Since Iran has apparently run into technical difficulties with the enrichment process, it will continue to draw out any negotiations to the best of its ability. Western negotiators meanwhile will try to speed things up and struggle to keep the issues limited to “carrots” in turn for cessation of Uranium enrichment.
And the “stick”? Whoever believes that an upstart country like the US with a short history of 230 years, powerful and accomplished as it may be, will be able to browbeat a nation belonging to a culture that has been around for 5,000 years, should readjust his or her expectations. President Bush may huff and puff, the Europeans may roll their eyes and the Russians and Chinese can express grave concern but even if Iran needlessly ups the ante and provokes the international community, little more than tough talk will result. The outrageous appointment of notorious chief prosecutor Saeed Mortazavi as Iran’s delegate to the UN human rights council and President Ahmadinejad’s continued outbursts against Israel indicate that provocation is a possibility. Will there be sanctions ? Maybe. Really painful sanctions ? Unlikely, unless Iran goes over the top. Incidentally, Iran’s “trump card”, stopping oil deliveries, is essentially a bluff. There is not much Iran can do with its oil, other than put it on the market.

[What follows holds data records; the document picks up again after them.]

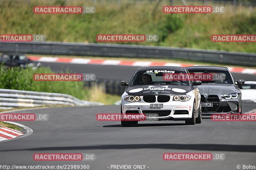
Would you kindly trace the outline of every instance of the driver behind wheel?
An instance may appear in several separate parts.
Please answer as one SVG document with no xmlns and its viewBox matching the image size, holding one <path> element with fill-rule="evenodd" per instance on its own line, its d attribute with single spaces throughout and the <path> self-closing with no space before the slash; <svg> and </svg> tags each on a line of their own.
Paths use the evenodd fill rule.
<svg viewBox="0 0 256 170">
<path fill-rule="evenodd" d="M 151 76 L 148 74 L 144 74 L 142 77 L 142 81 L 144 85 L 148 85 L 150 84 L 150 82 L 152 81 L 152 78 Z"/>
</svg>

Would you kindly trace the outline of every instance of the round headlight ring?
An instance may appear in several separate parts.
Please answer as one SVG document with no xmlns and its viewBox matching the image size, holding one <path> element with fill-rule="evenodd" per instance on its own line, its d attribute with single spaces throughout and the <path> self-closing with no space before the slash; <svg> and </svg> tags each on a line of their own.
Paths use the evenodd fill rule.
<svg viewBox="0 0 256 170">
<path fill-rule="evenodd" d="M 180 100 L 181 101 L 183 101 L 185 100 L 186 99 L 186 98 L 185 96 L 183 95 L 180 96 Z"/>
<path fill-rule="evenodd" d="M 134 100 L 134 97 L 132 96 L 129 96 L 129 100 L 130 101 L 133 101 Z"/>
<path fill-rule="evenodd" d="M 140 97 L 139 96 L 135 96 L 134 98 L 134 100 L 135 100 L 135 101 L 138 101 L 140 100 Z"/>
<path fill-rule="evenodd" d="M 174 100 L 175 101 L 178 101 L 179 100 L 179 96 L 175 96 L 174 97 Z"/>
</svg>

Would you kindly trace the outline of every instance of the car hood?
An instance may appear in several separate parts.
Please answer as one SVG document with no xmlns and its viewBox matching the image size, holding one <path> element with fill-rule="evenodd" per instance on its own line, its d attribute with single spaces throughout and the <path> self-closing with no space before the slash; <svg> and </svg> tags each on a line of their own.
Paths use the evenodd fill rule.
<svg viewBox="0 0 256 170">
<path fill-rule="evenodd" d="M 203 83 L 198 86 L 198 88 L 200 94 L 204 95 L 212 94 L 223 95 L 240 92 L 240 91 L 236 88 L 236 85 L 232 84 Z"/>
<path fill-rule="evenodd" d="M 150 85 L 128 87 L 125 91 L 128 94 L 139 96 L 175 95 L 185 94 L 193 89 L 189 86 Z"/>
</svg>

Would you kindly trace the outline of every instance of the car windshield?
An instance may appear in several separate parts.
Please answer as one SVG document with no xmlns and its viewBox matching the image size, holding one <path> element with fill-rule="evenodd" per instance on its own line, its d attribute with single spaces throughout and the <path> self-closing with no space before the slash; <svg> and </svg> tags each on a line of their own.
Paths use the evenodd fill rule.
<svg viewBox="0 0 256 170">
<path fill-rule="evenodd" d="M 193 73 L 210 74 L 211 75 L 211 80 L 204 80 L 203 79 L 200 79 L 202 83 L 233 84 L 230 75 L 227 71 L 205 69 L 193 69 L 190 70 L 188 69 L 188 70 L 191 74 L 193 74 Z"/>
<path fill-rule="evenodd" d="M 186 74 L 181 71 L 173 70 L 145 70 L 137 72 L 134 75 L 131 86 L 148 85 L 189 85 L 188 81 L 183 79 L 171 80 L 165 78 L 165 76 L 173 73 Z"/>
</svg>

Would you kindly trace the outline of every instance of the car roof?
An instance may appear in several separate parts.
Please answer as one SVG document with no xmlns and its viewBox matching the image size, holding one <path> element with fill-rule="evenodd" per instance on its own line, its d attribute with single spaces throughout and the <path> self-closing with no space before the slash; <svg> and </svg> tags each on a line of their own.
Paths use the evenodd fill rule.
<svg viewBox="0 0 256 170">
<path fill-rule="evenodd" d="M 138 69 L 138 71 L 145 71 L 151 70 L 173 70 L 177 71 L 184 71 L 184 69 L 185 68 L 184 67 L 174 66 L 151 66 L 140 67 Z"/>
<path fill-rule="evenodd" d="M 219 66 L 191 66 L 186 67 L 188 70 L 193 70 L 203 69 L 203 70 L 226 70 L 228 68 L 225 67 L 220 67 Z"/>
</svg>

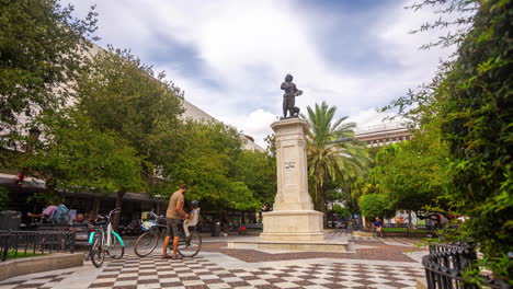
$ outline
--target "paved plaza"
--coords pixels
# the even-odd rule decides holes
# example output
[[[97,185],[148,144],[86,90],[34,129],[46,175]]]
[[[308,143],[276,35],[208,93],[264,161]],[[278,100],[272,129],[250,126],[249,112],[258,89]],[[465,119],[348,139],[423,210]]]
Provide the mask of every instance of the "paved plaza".
[[[12,288],[415,288],[426,252],[417,240],[353,239],[347,253],[231,250],[223,240],[205,240],[194,258],[139,258],[132,247],[122,259],[14,277]]]

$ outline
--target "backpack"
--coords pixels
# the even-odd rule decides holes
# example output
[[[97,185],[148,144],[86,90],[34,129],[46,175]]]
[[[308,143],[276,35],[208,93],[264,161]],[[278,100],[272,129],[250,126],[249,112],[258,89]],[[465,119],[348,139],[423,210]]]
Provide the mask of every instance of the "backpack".
[[[69,209],[60,204],[55,208],[54,217],[52,218],[52,223],[60,223],[60,224],[66,224],[69,223]]]

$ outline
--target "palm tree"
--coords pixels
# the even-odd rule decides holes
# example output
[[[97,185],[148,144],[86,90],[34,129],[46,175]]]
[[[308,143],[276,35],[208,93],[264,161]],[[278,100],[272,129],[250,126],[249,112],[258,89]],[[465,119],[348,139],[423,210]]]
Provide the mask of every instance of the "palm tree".
[[[315,107],[307,107],[308,117],[301,115],[309,125],[307,134],[308,172],[314,180],[315,199],[324,213],[324,226],[328,223],[326,185],[340,180],[347,182],[351,177],[366,172],[371,159],[364,143],[354,139],[354,123],[344,123],[347,116],[334,119],[335,106],[326,102]]]

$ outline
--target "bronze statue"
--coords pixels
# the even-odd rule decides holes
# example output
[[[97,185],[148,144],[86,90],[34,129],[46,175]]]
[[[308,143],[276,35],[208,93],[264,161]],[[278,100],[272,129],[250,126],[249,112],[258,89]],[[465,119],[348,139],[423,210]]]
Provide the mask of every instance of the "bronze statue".
[[[294,84],[293,76],[287,74],[285,77],[285,82],[282,83],[282,90],[285,91],[283,94],[283,117],[287,118],[287,112],[289,117],[298,117],[299,116],[299,107],[294,106],[296,104],[296,96],[303,94],[303,91],[296,88]]]

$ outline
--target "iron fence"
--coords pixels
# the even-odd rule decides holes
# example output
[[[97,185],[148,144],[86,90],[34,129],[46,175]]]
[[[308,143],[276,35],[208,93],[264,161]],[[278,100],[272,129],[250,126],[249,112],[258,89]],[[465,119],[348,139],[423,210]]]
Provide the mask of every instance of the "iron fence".
[[[0,231],[1,261],[19,256],[75,252],[76,231]]]
[[[492,289],[512,288],[502,280],[479,276],[479,282],[465,280],[463,273],[477,259],[474,244],[434,244],[430,254],[422,258],[428,289]]]
[[[377,234],[376,230],[372,227],[366,227],[363,224],[353,224],[353,231],[362,232],[374,232]],[[383,235],[384,236],[433,236],[436,234],[436,229],[440,229],[435,226],[426,224],[408,224],[408,223],[384,223],[383,224]]]

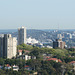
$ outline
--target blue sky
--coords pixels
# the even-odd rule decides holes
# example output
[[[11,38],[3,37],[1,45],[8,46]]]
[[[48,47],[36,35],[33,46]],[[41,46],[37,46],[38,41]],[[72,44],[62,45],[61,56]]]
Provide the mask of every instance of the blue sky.
[[[75,0],[0,0],[0,29],[75,29]]]

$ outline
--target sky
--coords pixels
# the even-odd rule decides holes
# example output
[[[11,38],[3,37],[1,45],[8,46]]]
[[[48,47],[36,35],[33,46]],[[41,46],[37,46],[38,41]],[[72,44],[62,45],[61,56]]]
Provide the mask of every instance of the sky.
[[[0,0],[0,29],[75,29],[75,0]]]

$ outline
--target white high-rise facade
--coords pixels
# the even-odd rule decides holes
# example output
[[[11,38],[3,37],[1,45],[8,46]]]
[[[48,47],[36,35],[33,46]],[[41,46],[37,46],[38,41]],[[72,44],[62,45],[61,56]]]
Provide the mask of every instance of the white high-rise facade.
[[[23,43],[26,44],[26,28],[25,27],[18,28],[18,45]]]
[[[4,34],[4,37],[0,37],[0,57],[11,59],[12,57],[16,57],[16,53],[16,38],[12,37],[11,34]]]

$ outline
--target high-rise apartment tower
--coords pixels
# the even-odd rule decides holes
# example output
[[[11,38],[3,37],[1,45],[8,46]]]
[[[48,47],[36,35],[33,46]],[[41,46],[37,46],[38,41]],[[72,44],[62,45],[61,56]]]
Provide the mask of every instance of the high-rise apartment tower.
[[[0,57],[11,59],[16,57],[17,53],[17,40],[11,34],[2,34],[0,37]]]
[[[26,28],[25,27],[18,28],[18,45],[23,43],[26,44]]]

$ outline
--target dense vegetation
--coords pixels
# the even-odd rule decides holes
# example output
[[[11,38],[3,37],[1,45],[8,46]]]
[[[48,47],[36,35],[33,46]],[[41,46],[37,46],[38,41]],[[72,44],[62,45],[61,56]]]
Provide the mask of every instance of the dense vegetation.
[[[39,48],[31,45],[18,45],[17,49],[29,50],[28,55],[36,56],[37,59],[31,59],[26,61],[21,59],[3,59],[0,58],[0,65],[5,66],[6,64],[18,65],[19,71],[13,71],[1,69],[0,75],[28,75],[33,72],[38,72],[38,75],[74,75],[75,71],[73,66],[70,64],[71,61],[75,61],[75,49],[50,49],[50,48]],[[43,54],[51,54],[51,58],[57,58],[62,61],[47,61],[43,60]],[[29,65],[32,71],[24,69],[25,65]]]

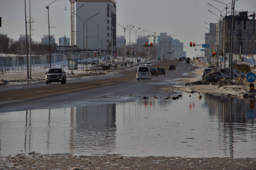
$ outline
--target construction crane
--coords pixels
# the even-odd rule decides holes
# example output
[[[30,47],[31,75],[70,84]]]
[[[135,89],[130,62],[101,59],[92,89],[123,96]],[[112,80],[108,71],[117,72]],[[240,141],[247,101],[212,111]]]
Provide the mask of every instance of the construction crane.
[[[70,11],[71,11],[71,47],[73,47],[75,42],[75,2],[76,0],[69,0],[70,1]]]
[[[148,35],[148,38],[149,38],[150,36],[154,36],[154,45],[156,45],[156,38],[157,37],[157,36],[177,36],[177,35],[156,35],[156,31],[155,31],[155,33],[154,33],[154,35]]]

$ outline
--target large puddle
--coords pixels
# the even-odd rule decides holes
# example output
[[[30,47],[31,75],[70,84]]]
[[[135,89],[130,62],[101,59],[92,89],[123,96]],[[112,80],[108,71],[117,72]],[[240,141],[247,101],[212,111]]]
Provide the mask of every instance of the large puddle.
[[[3,113],[0,155],[256,157],[254,104],[198,95]]]

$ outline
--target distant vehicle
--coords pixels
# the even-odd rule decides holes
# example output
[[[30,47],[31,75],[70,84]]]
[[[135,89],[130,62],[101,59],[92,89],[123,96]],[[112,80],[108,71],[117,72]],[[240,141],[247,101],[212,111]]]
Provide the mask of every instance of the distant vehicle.
[[[62,68],[50,68],[48,72],[45,72],[46,84],[52,82],[61,82],[61,84],[66,84],[66,72]]]
[[[165,76],[165,70],[163,67],[157,68],[158,75],[164,75]]]
[[[147,62],[146,64],[145,64],[145,66],[151,67],[151,63],[150,62]]]
[[[157,77],[158,77],[158,71],[156,68],[150,68],[150,70],[151,75],[156,75]]]
[[[136,72],[137,81],[140,79],[151,81],[151,73],[148,66],[139,66]]]
[[[212,72],[212,68],[205,68],[202,73],[202,77],[204,77],[207,74]]]
[[[170,70],[176,70],[176,66],[175,66],[175,65],[169,65],[169,66],[168,66],[168,70],[170,71]]]

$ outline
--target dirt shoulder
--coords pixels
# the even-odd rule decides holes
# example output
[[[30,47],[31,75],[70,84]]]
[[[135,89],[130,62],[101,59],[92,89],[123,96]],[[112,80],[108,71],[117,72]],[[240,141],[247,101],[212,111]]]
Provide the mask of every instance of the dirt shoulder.
[[[0,157],[0,169],[255,169],[255,158],[147,157],[69,154]]]

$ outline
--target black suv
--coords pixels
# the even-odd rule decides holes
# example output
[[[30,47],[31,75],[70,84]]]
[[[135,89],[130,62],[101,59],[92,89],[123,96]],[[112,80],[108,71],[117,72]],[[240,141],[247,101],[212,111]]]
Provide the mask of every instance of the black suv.
[[[67,77],[66,72],[61,68],[50,68],[47,72],[45,72],[45,83],[52,82],[61,82],[61,84],[66,84]]]

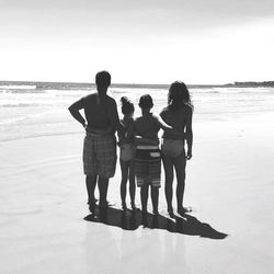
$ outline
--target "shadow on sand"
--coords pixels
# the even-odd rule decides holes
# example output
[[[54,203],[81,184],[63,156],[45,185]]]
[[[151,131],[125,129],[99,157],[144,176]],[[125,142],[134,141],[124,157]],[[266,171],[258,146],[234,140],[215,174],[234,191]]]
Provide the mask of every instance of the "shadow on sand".
[[[210,239],[225,239],[228,235],[219,232],[208,224],[201,222],[197,218],[185,214],[183,217],[167,218],[162,215],[141,214],[139,209],[124,212],[109,207],[98,210],[95,215],[84,217],[88,221],[102,222],[109,226],[119,227],[125,230],[136,230],[139,226],[150,229],[163,229],[173,233],[199,236]]]

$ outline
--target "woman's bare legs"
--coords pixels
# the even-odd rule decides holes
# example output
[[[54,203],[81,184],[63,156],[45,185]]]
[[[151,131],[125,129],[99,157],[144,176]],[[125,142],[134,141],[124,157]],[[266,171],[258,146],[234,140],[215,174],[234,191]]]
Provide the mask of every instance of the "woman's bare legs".
[[[96,175],[87,175],[85,176],[85,185],[87,185],[87,191],[88,191],[88,204],[90,212],[93,213],[95,208],[95,196],[94,196],[94,191],[96,186]]]
[[[153,214],[158,215],[159,187],[152,185],[150,187],[151,187],[150,195],[152,201]]]
[[[129,163],[129,195],[133,209],[135,209],[135,192],[136,192],[136,185],[135,185],[134,160],[132,160]]]
[[[119,187],[121,201],[123,209],[126,209],[126,183],[128,178],[129,163],[127,161],[119,160],[119,164],[122,174],[121,187]]]
[[[145,184],[140,187],[140,201],[141,201],[141,210],[142,213],[147,213],[148,207],[148,183],[145,182]]]
[[[185,187],[185,153],[173,159],[175,172],[176,172],[176,204],[178,213],[183,214],[185,209],[183,207],[184,187]]]
[[[164,183],[164,193],[165,193],[165,199],[168,205],[168,212],[169,214],[173,214],[173,207],[172,207],[172,183],[173,183],[173,162],[170,157],[162,156],[162,162],[163,162],[163,169],[164,169],[164,176],[165,176],[165,183]]]

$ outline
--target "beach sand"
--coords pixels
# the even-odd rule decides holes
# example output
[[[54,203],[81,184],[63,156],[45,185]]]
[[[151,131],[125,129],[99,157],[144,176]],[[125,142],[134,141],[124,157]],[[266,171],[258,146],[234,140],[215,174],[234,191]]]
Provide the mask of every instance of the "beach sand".
[[[161,187],[161,216],[145,227],[122,215],[118,164],[109,220],[90,219],[83,134],[2,141],[0,273],[274,273],[273,121],[194,121],[193,213],[169,218]]]

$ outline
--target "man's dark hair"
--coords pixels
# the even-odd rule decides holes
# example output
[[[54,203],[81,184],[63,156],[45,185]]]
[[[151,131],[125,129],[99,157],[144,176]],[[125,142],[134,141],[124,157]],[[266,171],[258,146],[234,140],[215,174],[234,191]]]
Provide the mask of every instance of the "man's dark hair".
[[[153,106],[152,98],[149,94],[140,96],[139,106],[140,109],[151,109]]]
[[[98,87],[110,87],[112,77],[110,72],[103,70],[99,71],[95,77],[95,83]]]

Judging by its total failure to deal with a similarly recalcitrant North Korea, the international community will have to face the fact that Iran is likely to have nuclear weapons by the end of the decade. Forceful diplomacy and sanctions may delay this development by a couple of years but will not be able to prevent it while serious military options appear just not feasible. Efforts must therefore be directed at engaging Iran in a long-term dialogue to ensure that by the time it does obtain nuclear weapons, it will have internalized that owning them entails the responsibility never to use them.